Although it is not possible to predict all of the information that will be necessary for a transaction to progress, we have set out in this guide the various documents and information that is commonly required throughout a commercial property transaction.

Commercial Property Standard Enquiries

Standard enquiries of the seller will be raised by the buyer (these may include but are not limited to providing information regarding the property’s planning status or location of drains and highways). Additional enquiries may be raised throughout the transaction as the buyer’s solicitor considers appropriate, but may be avoided if comprehensive answers are provided early on.


If you do not have recent copies of the following reports, we recommend commissioning them in advance:

  • an Asbestos Report (note that an asbestos report is required for any property built prior to 1999);
  • a Fire Risk Assessment Report (it is the responsibility of the owner of a property to carry out fire risk assessments).
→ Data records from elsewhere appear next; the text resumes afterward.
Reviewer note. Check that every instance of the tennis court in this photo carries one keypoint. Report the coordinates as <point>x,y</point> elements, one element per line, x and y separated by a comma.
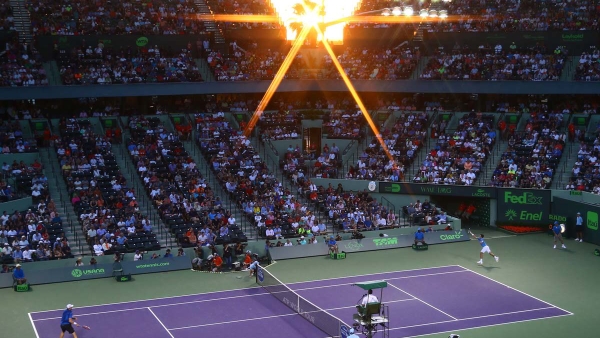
<point>421,301</point>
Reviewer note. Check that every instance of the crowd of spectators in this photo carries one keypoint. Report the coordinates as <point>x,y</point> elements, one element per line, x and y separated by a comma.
<point>248,181</point>
<point>252,64</point>
<point>6,16</point>
<point>344,124</point>
<point>106,206</point>
<point>29,180</point>
<point>402,141</point>
<point>280,125</point>
<point>21,66</point>
<point>354,211</point>
<point>176,186</point>
<point>85,17</point>
<point>523,15</point>
<point>459,156</point>
<point>532,156</point>
<point>588,68</point>
<point>244,7</point>
<point>11,139</point>
<point>33,235</point>
<point>585,175</point>
<point>375,64</point>
<point>102,65</point>
<point>496,65</point>
<point>424,214</point>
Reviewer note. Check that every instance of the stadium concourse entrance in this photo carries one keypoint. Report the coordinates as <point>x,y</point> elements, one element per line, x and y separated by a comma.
<point>452,206</point>
<point>311,140</point>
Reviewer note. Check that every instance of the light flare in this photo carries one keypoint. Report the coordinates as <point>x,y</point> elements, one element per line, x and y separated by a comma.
<point>356,97</point>
<point>285,65</point>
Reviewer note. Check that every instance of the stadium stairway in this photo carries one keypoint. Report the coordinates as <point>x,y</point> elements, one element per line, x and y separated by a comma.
<point>288,184</point>
<point>60,195</point>
<point>203,67</point>
<point>128,169</point>
<point>562,176</point>
<point>52,73</point>
<point>485,176</point>
<point>22,21</point>
<point>211,25</point>
<point>211,180</point>
<point>568,72</point>
<point>420,67</point>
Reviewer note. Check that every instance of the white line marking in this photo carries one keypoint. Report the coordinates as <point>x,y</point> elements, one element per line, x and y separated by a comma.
<point>519,291</point>
<point>276,316</point>
<point>504,236</point>
<point>158,306</point>
<point>471,318</point>
<point>490,325</point>
<point>387,279</point>
<point>33,324</point>
<point>150,299</point>
<point>163,325</point>
<point>231,297</point>
<point>377,273</point>
<point>422,301</point>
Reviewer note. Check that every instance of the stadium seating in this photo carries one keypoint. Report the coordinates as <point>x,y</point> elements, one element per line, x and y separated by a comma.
<point>176,186</point>
<point>374,64</point>
<point>99,193</point>
<point>459,156</point>
<point>119,18</point>
<point>21,66</point>
<point>351,211</point>
<point>104,66</point>
<point>588,68</point>
<point>248,180</point>
<point>532,156</point>
<point>495,65</point>
<point>403,141</point>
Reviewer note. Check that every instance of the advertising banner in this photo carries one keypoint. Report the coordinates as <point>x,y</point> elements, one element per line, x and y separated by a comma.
<point>576,42</point>
<point>70,274</point>
<point>565,212</point>
<point>367,244</point>
<point>523,206</point>
<point>436,190</point>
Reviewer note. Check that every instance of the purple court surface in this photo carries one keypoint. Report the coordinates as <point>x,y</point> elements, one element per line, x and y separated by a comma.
<point>421,302</point>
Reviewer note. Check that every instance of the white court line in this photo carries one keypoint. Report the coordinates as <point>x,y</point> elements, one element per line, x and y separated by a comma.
<point>482,326</point>
<point>32,324</point>
<point>252,287</point>
<point>387,279</point>
<point>503,236</point>
<point>277,316</point>
<point>157,306</point>
<point>161,324</point>
<point>377,273</point>
<point>422,301</point>
<point>519,291</point>
<point>478,317</point>
<point>233,297</point>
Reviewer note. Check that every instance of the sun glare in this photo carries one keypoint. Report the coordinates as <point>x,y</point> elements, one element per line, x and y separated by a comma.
<point>333,10</point>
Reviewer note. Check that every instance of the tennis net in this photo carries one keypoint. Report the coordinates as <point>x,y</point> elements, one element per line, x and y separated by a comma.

Energy Performance Certificate (EPC)

An EPC is legally required to be supplied by the seller prior to the sale of a property. The EPC provides the asset rating of a building from A to G (by examining the property’s radiators, insulation, boilers etc.). If there is no EPC for the property or it has expired, then you should commission a new certificate before the property is put on the market to allow time for any improvement works which may be necessary to ensure the building complies with the minimum standard required.

Planning and Building Regulation Certificates

If you have carried out any works at the property or applied for planning permission, we recommend that you gather these documents in advance of the transaction as they will likely be requested by the buyer’s solicitor and having them ready will save time during the transaction.

Capital Allowances

You will need to disclose whether capital allowances have been claimed during your occupation of the property. You will need to decide whether you want to pass on or retain the capital allowances and we recommend including this information in the heads of terms. Therefore it is important to collate your capital allowances information early.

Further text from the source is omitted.